On Sunday, June 09, 2013 09:12:18 AM Preeti U Murthy wrote:
Hi Rafael,
Hi Preeti,
On 06/08/2013 07:32 PM, Rafael J. Wysocki wrote:
On Saturday, June 08, 2013 12:28:04 PM Catalin Marinas wrote:
On Fri, Jun 07, 2013 at 07:08:47PM +0100, Preeti U Murthy wrote:
[...]
The scheduler can decide to load a single CPU or cluster and let the others idle. If the total CPU load can fit into a smaller number of CPUs it could as well tell cpuidle to go into deeper state from the beginning as it moved all the tasks elsewhere.
So why can't it do that today? What's the problem?
The reason that scheduler does not do it today is due to the prefer_sibling logic. The tasks within a core get distributed across cores if they are more than 1, since the cpu power of a core is not high enough to handle more than one task.
However at a socket level/ MC level (cluster at a low level), there can be as many tasks as there are cores because the socket has enough CPU capacity to handle them. But the prefer_sibling logic moves tasks across socket/MC level domains even when load<=domain_capacity.

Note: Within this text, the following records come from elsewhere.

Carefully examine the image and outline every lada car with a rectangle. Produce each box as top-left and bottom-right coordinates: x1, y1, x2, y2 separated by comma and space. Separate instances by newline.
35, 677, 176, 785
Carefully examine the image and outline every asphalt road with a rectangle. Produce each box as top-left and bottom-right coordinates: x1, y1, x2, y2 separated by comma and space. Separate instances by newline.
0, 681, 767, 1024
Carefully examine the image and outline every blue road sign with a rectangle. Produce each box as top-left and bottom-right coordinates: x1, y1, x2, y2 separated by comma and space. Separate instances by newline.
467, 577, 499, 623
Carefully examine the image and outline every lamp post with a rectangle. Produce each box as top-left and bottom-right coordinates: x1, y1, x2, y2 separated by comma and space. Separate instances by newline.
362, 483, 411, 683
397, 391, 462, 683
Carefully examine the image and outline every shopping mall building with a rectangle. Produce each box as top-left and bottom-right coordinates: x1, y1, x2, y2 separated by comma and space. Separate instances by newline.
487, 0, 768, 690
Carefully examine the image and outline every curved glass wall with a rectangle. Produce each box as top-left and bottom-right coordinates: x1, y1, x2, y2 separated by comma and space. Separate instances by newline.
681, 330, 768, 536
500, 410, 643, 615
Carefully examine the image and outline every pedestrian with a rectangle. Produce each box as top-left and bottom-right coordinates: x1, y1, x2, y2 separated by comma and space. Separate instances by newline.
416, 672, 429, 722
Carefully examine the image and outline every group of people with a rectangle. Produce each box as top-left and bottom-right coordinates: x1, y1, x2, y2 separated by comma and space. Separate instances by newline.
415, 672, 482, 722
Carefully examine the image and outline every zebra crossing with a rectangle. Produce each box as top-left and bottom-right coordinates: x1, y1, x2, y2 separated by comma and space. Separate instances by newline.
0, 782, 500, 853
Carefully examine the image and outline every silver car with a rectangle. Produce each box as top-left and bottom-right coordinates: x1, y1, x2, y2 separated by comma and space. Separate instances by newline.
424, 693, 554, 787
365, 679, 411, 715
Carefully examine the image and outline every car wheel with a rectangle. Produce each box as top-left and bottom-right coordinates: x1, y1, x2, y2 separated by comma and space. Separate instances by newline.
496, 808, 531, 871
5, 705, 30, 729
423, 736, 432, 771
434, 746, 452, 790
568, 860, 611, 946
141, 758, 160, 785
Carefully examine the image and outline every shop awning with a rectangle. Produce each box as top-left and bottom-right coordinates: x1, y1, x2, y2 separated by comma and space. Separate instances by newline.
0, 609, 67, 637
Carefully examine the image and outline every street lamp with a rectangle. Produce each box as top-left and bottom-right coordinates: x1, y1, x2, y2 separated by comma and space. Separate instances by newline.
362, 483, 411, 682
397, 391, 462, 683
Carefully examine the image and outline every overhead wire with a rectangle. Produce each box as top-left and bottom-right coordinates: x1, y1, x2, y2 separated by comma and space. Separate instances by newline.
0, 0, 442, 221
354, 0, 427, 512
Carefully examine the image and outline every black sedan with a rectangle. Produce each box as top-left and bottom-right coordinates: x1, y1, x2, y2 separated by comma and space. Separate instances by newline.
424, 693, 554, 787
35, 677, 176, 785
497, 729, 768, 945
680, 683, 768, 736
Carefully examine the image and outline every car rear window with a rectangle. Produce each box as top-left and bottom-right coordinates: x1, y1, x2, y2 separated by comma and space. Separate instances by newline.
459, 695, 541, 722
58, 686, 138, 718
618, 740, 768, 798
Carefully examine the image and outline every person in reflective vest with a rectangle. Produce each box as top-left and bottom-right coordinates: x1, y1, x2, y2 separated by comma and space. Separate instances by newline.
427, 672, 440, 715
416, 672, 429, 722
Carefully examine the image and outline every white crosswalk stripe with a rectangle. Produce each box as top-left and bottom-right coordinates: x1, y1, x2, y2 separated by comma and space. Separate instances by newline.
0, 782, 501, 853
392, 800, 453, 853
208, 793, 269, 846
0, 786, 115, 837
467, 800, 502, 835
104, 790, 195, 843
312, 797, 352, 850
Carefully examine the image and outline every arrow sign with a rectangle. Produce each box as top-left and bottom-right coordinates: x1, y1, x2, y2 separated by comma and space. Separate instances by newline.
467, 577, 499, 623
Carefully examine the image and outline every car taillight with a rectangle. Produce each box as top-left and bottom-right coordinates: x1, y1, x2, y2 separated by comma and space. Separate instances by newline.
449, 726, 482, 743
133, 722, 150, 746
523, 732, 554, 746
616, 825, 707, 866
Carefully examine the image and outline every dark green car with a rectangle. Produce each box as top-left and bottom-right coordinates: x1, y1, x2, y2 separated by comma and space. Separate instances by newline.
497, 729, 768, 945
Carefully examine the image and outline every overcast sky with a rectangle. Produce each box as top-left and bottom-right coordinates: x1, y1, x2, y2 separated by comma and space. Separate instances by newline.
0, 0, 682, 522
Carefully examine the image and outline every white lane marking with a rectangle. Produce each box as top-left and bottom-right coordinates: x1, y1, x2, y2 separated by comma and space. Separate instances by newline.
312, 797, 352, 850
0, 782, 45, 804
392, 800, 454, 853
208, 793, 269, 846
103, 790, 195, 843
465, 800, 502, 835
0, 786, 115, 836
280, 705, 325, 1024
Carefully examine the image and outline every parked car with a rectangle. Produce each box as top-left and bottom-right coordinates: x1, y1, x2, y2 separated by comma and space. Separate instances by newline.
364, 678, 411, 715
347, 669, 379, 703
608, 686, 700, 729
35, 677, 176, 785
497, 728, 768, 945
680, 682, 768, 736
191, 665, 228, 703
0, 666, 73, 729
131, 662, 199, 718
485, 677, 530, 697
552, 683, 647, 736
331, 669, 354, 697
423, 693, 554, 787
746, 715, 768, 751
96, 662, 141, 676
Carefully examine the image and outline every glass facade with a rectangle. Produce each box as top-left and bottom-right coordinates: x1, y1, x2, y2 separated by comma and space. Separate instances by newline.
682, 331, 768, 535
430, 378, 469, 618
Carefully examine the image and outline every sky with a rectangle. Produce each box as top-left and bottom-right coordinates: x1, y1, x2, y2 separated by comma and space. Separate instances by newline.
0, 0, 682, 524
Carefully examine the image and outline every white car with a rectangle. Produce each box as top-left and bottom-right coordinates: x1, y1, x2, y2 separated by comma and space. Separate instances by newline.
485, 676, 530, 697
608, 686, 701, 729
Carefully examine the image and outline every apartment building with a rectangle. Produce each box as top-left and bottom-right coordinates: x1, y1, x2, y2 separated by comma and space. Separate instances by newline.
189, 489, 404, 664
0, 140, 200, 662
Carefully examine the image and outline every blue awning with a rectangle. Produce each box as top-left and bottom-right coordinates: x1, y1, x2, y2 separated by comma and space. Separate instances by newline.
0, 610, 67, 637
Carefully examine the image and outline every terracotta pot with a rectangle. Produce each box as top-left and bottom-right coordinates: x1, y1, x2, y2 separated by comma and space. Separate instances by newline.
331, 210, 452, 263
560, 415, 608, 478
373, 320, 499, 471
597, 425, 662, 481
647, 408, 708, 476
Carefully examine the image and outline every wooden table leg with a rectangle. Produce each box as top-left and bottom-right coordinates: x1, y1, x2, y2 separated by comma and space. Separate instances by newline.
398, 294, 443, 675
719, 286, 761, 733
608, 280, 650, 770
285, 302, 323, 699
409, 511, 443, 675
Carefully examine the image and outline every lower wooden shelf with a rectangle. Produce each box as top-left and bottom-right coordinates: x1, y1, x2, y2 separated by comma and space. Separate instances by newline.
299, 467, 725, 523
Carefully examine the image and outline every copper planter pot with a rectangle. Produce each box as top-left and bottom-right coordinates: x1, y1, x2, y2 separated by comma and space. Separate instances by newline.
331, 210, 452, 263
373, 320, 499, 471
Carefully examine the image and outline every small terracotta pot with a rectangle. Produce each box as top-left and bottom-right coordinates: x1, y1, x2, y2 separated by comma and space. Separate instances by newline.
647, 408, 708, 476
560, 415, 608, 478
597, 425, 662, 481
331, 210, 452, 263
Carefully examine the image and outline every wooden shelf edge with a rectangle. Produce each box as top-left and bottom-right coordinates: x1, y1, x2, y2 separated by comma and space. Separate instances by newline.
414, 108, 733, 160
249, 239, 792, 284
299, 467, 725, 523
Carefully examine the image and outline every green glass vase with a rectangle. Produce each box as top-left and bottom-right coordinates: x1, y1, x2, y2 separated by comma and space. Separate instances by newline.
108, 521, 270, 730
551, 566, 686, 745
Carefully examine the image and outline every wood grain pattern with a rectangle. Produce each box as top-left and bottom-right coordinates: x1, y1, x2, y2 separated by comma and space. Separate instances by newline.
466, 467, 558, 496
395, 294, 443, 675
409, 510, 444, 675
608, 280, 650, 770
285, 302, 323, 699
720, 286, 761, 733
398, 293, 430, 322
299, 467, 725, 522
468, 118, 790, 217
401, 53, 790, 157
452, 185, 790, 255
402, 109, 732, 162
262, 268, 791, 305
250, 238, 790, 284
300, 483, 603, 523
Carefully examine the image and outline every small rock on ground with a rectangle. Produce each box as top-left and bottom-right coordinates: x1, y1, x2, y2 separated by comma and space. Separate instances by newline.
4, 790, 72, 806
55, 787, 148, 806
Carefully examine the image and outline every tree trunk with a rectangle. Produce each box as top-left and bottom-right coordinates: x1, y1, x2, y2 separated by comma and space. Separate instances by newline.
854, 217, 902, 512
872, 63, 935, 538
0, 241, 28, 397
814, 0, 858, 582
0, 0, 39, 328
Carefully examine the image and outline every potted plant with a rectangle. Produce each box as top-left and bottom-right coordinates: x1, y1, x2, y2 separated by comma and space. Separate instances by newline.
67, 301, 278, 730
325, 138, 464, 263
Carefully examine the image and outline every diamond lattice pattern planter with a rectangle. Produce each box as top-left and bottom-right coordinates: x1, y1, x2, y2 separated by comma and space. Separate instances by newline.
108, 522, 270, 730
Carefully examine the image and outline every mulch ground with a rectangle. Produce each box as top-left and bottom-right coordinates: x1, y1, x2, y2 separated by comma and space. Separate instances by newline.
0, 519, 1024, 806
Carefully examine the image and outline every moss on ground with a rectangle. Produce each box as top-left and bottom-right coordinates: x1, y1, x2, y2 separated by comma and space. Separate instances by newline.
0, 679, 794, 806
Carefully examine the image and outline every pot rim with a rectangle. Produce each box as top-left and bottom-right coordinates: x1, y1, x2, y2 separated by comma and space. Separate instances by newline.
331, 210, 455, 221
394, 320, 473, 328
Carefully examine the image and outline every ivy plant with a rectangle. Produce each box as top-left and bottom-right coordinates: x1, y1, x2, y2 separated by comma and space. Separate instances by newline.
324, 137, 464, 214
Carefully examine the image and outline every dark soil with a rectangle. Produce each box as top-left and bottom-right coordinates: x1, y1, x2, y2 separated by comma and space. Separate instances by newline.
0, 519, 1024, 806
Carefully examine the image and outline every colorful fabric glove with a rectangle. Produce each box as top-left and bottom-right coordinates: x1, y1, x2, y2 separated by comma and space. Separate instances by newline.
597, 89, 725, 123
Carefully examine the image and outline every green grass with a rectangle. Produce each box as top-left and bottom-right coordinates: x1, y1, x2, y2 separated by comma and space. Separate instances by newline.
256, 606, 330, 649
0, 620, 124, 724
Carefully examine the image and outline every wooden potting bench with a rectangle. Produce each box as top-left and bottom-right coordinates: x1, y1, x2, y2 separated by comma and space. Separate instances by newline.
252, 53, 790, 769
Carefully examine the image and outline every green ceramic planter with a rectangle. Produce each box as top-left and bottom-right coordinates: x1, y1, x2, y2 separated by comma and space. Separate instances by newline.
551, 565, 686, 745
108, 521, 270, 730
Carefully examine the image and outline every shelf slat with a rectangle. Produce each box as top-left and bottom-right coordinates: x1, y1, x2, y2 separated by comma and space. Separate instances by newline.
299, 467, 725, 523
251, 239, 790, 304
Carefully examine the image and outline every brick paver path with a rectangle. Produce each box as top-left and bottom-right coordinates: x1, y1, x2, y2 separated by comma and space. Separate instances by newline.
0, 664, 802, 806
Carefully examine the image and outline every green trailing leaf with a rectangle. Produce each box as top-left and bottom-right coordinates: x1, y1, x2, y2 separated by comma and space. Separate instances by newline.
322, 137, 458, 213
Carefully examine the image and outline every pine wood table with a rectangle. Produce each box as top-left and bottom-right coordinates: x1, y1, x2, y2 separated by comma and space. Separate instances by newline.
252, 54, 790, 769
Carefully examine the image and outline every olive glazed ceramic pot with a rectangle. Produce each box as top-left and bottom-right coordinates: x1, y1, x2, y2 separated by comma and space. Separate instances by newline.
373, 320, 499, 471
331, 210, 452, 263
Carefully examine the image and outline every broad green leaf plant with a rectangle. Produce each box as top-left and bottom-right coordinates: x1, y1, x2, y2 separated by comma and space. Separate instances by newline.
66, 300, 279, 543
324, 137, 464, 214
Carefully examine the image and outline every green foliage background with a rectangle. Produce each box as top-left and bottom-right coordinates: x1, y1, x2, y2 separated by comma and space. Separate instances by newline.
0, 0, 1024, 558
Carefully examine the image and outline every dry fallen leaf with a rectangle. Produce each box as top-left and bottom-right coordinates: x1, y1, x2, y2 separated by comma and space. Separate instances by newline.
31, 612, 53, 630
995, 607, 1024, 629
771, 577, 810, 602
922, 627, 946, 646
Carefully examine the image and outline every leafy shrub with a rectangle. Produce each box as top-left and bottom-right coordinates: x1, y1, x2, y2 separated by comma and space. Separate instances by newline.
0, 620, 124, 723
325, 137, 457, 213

I think the reason why the prefer_sibling logic was introduced, is that scheduler looks at spreading tasks across all the resources it has. It believes keeping tasks within a cluster/socket level domain would mean tasks are being throttled by having access to only the cluster/socket level resources. Which is why it spreads.
The prefer_sibling logic is nothing but a flag set at domain level to communicate to the scheduler that load should be spread across the groups of this domain. In the above example across sockets/clusters.
But I think it is time we take another look at the prefer_sibling logic and decide on its worthiness.
Well, it does look like something that would be good to reconsider.
Some results indicate that for a given CPU package (cluster/socket) there is a threshold number of tasks such that it is beneficial to pack tasks into that package as long as the total number of tasks running on it does not exceed that number. It may be 1 (which is the value used currently with prefer_sibling set if I understood what you said correctly), but it very well may be 2 or more (depending on the hardware characteristics).
[...]
If we know in advance that the CPU can be put into idle state Cn, there is no reason to put it into anything shallower than that.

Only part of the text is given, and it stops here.